The Bengals narrowly dodged a blackout on Sunday, but that wasn't the case back in November when they traveled to San Diego. That game didn't sell out before the deadline and forced Charger fans who either couldn't afford or couldn't catch the game in person, to listen to it on local radio.
According to the NFL, TV blackouts are on the decline. Yet, we almost saw three of them this past weekend alone.
In December the FCC voted to back a proposal that eliminates blackouts, a move that means nothing if the NFL doesn't go along with it.
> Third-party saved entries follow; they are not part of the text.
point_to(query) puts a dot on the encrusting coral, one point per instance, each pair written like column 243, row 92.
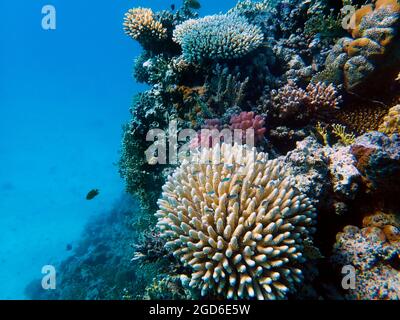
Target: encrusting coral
column 225, row 36
column 238, row 223
column 141, row 25
column 391, row 122
column 371, row 251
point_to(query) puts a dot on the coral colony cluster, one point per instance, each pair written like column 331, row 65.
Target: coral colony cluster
column 310, row 210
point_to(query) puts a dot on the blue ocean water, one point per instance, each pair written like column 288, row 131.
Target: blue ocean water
column 64, row 95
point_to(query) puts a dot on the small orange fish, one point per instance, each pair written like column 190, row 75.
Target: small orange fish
column 92, row 194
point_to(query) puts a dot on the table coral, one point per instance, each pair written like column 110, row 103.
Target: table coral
column 238, row 224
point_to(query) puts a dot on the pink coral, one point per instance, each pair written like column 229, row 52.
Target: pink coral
column 248, row 120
The league is on the record saying it will strongly oppose any change to the rule which begs the question: Why?
Why would the NFL, which rakes in billions of dollars in revenue every year, deny hometown fans the opportunity to watch the game from the comforts of home?
FOX19 spoke with Ohio Senator Sherrod Brown, who has spent years trying to overturn the league's 40-year old black out policy.
"We build these stadiums for billionaire owners and millionaire players," he says. "And they're going to deny these tax payers in Dayton and Cincinnati and across the river in Kentucky the ability to watch these games."
A group of sports economists recently conducted a study on the financial impact to the NFL in the event of a television blackout and found no evidence that current blackout practices have a significant impact on attendance, revenues, or profits.
Meanwhile, ticket prices have climbed on average by more than 50 percent over the past decade—parking prices have more than doubled—even beer prices have climbed approximately 35 percent since 2003.
Senator Brown remains optimistic that a change in policy is coming, but he's also relying on the NFL to be charitable, to set profits aside for the sake of the fans saying quote:
"I'm hopeful they decide to do something fan friendly and just eliminate this blackout policy which really makes no economic sense or sense period," says Brown.
**NOTE** FOX19 contacted NFL Executive Brian McCarthy via email this week but have yet to receive a response.